21 de maio de 2011 | 00h00

A Eletrobrás vai investir cerca de R$ 1 bilhão por ano até 2015 para se tornar uma empresa internacional. O anúncio foi feito ao "Estado" pelo presidente da estatal, José da Costa Carvalho Neto.

O investimento total da Eletrobrás é de R$ 10 bilhões nos próximos cinco anos e, segundo o executivo, 10% desse montante será reservado para a expansão no exterior. "Depois desse período, os investimentos internacionais vão continuar, mas podem ser ajustados para mais ou para menos", afirmou Carvalho Neto.

A integração das ações da Eletrobrás nas mais diversas áreas na América do Sul e na América Latina é uma das metas da estatal durante o governo da presidente Dilma Rousseff, destacou.

A primeira ação concreta nessa área será a construção de uma linha de transmissão que interligará o Brasil com o Uruguai. A linha, de 500 quilovolts, começará a ser implantada no início do segundo semestre. "Essa é uma integração em que todos os países têm a ganhar, tanto em termos de qualidade e segurança, como de custo."

Nesse novo projeto, a Eletrobrás vai trabalhar com a UTE, uma companhia uruguaia. "É uma obra que vai ser iniciada agora. E esses 500 kV vão movimentar uma parcela de energia importante", observou.

A linha de transmissão interligará Candiota, no Rio Grande do Sul, a San Carlos, cidade próxima a Montevidéu. "Esse empreendimento ficará pronto no final de 2012", garantiu o presidente da estatal. O projeto tem 390 quilômetros de extensão, dos quais 60 quilômetros estarão em território brasileiro. Há também um estudo de viabilidade para a construção de uma linha de transmissão de 400/800 kV de 1,4 mil quilômetros em Moçambique. A Eletrobrás já tem sucursais na cidade do Panamá, além de Lima e Montevidéu.

Usinas.
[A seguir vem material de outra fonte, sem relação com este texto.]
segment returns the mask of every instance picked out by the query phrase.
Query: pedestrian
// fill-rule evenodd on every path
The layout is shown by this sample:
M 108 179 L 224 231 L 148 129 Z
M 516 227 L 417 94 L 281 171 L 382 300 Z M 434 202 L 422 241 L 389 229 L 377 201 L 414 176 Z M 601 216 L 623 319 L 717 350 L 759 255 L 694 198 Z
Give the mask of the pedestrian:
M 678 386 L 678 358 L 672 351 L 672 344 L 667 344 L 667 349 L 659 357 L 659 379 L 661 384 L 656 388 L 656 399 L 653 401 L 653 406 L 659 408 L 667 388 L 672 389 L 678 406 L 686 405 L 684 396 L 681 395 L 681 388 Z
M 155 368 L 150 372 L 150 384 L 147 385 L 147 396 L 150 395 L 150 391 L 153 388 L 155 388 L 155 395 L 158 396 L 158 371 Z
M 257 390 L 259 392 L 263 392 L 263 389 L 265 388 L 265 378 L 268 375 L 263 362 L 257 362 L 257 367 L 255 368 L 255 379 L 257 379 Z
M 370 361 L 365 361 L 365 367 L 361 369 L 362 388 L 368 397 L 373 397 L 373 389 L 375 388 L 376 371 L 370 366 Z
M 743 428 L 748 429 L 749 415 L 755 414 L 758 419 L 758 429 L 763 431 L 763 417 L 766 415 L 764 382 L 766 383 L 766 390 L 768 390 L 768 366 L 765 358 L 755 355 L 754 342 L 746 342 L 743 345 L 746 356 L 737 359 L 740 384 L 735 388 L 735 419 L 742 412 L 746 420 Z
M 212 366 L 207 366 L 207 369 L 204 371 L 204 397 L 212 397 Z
Outra frente de internacionalização, dessa vez na área de geração, também está sendo avaliada pela Eletrobrás: a construção das usinas hidrelétricas de Inambari, no Peru, com capacidade instalada de 2,6 mil megawatts (MW), e a de Tumarín, na Nicarágua, com capacidade de 253 MW. Há ainda estudos de viabilidade para a construção da hidrelétrica binacional de Garabi, com capacidade de 2 mil MW, entre o Brasil e a Argentina. "Esse é um ponto muito importante para integração da América do Sul e da América Latina, pela complementaridade hidrológica das diferentes bacias, além da melhoria da qualidade", ressaltou Carvalho Neto.

Também há estudos de pré-viabilidade de outras quatro usinas no Peru, com capacidade instalada total de 7,7 mil MW.

A Eletrobrás tem planos até mesmo para a Hidrelétrica de Belo Monte, que será construída no Rio Xingu (PA). Segundo Carvalho Neto, está sendo estudada uma futura integração de Belo Monte com usinas da Venezuela. "E essa integração da América do Sul, econômica e social, é uma precondição para a integração da infraestrutura."

Marca. Para se projetar fora do Brasil, a Eletrobrás precisa de uma marca forte. Carvalho Neto afirmou que a nova marca da estatal, lançada em março do ano passado, já consta entre as mais valiosas do mundo, avaliada em US$ 2,5 bilhões. "Pela primeira vez, a Eletrobrás está entre as 500 marcas mais valiosas do mundo. No Brasil, é a nona", comemorou o executivo.

Levantamento da consultoria internacional Brand Finance mostra que a marca da Eletrobrás ocupa a 437.ª entre as 500 mais valiosas do mundo e é a nona do Brasil em valor. Nesse ranking, a estatal só fica atrás de Bradesco, Itaú, Banco do Brasil, Petrobrás, Oi, Vivo, Vale e Pão de Açúcar.